Wednesday, January 23, 2013

Red River

Red River is a 1948 John Wayne Western. Also in this are Walter Brennan, Coleen Gray (The Leech Woman, The Phantom Planet and of course other and better movies), Harry Carey (who was active during the silent era, in one of his last films), John Ireland (My Darling Clementine, All the King's Men, 1957's Gunfight at the O.K. Corral, Spartacus), Hank Worden (who was in many John Wayne movies and an active actor until the year of his death in 1992 at age 91), Noah Beery, Jr. (whose first film was an uncredited role in the Douglas Fairbanks, Sr. 1920 Mark of Zorro, also in Rocketship X-M, Inherit the Wind and The Best Little Whorehouse in Texas), Harry Carey, Jr., Montgomery Clift (in one of his first films) and Paul Fix (an actor who had a long career beginning with silents and who has a Star Trek connection). Howard Hawks directs.

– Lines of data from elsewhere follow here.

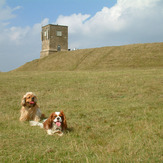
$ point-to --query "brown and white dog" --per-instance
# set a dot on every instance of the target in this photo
(55, 124)
(30, 109)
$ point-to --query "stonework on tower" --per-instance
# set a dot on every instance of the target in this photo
(54, 38)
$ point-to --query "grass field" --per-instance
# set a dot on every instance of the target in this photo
(113, 116)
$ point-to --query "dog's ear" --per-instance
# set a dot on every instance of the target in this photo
(48, 124)
(35, 99)
(23, 102)
(64, 120)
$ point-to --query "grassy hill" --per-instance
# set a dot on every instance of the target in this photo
(105, 58)
(112, 116)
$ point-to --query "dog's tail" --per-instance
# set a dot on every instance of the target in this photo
(34, 123)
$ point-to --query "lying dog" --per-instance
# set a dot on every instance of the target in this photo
(30, 109)
(56, 123)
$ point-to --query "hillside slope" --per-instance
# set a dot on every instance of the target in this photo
(105, 58)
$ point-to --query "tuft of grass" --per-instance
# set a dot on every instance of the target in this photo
(113, 116)
(101, 59)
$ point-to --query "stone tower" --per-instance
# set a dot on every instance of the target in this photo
(54, 38)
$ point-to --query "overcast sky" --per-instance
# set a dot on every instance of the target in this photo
(92, 23)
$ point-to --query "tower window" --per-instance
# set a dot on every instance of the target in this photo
(59, 33)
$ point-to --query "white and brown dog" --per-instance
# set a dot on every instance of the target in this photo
(30, 109)
(55, 124)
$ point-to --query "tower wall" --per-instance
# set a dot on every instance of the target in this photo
(54, 38)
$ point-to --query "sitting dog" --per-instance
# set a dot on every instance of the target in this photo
(30, 109)
(56, 123)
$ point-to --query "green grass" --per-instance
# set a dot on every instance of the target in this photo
(113, 116)
(101, 59)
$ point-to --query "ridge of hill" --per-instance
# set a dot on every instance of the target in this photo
(147, 55)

This is a classic Western, enjoyable both on its own terms and as an important film in the history of the genre. John Wayne isn't good in everything (I know I hold the minority view here), but he's good in this. Small character interactions (some friendly, a few comic, some conflicting) alternate nicely with large scenic views. It's hard to find any fault with this movie.



It's on the Images Journal list of 30 Great Westerns and there's a description there. FilmSite.org opens their review with this:
Red River (1948) is a classic and complex western (and considered by many critics to be one of the ten best westerns ever made). It is a sweeping, epic story about a cattle drive (historically based on the opening of the Chisholm Trail in 1867) and a film of rivalry and rebellion, spanning a time period of fifteen years.
Wild West Web calls it "memorable". The Book 1001 Movies You Must See Before You Die says,
Hawks, the great film chronicler of macho pursuits, here stages the definitive cow opera, putting all other cattle-drive Westerns in the shade with beautiful, lyrical, exciting sequences of stampeding, rough weather, cowboying, and Indian skirmishes.
Roger Ebert considers it a "great film". Rotten Tomatoes gives it a score of 100%.

Other Westerns I've seen are listed here.

1 comment:

  1. Anonymous7:01 AM

    It's a good horse opera. And, in the period in which this was made, it would be more economical to have the credits say, "By the way, Paul Fix isn't in this move," because he was in _everything_.